The search giant saves records of what you searched for, based on your computer's IP address and a unique identifier stored in a cookie. After 18 months, Google will pull the cookie ID from the search record and clear the final numbers from the IP address, which won't allow for tying searches to one person but will still allow the company to peg the general geographic location.
Other companies followed suit, partly to vie with Google, partly for compliance reasons, and "partly because they thought it was the right thing for them to do," says Schwartz.
Each of the announcements appeared meant to outdo competitors. Microsoft declared it would also anonymize search logs after 18 months, but would clear the entire IP address. And Yahoo leapfrogged the others by committing to a period of only 13 months.

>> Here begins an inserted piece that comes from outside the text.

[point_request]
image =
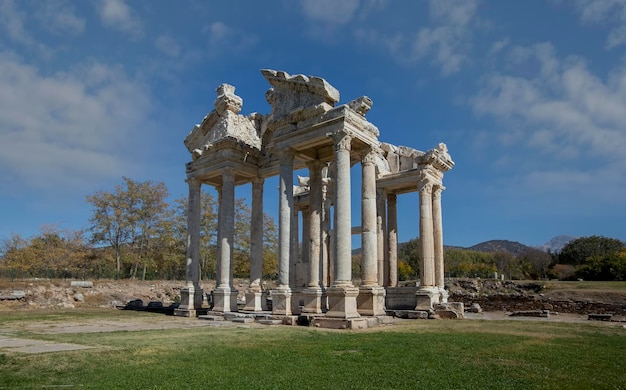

Ask will anonymize logs after 18 months, but it pulls far ahead of other search companies with its plans for a new AskEraser service that will give users the option to prevent storing any search records. The company announced that "searchers' privacy settings will be clearly indicated on search results pages so they always know the privacy status of their searches."
Cookie Crumbles
These changes to search log retention, which should take effect by the end of the year, are generally welcome and could help reduce the chances for another data leak fiasco along the lines of AOL's release of 20 million Web search records last year.
But Google's plan for its cookies, which sounds like an improvement on the surface, isn't receiving such a warm welcome. The company says it will drop the expiration time for its cookies, which allow the company to tie a specific search to a unique identifier contained in the cookie, from 30 years down to 2 years.
However, "the two-year rule is not a particularly good one for privacy," Schwartz says. It's a mild improvement, but unlike now with the 30-year cookie, the two-year version will auto-renew every time you visit Google. That allows for a theoretical life-span well beyond three decades, given how often the average person runs a Google search--if a particular PC and browser actually stuck around that long.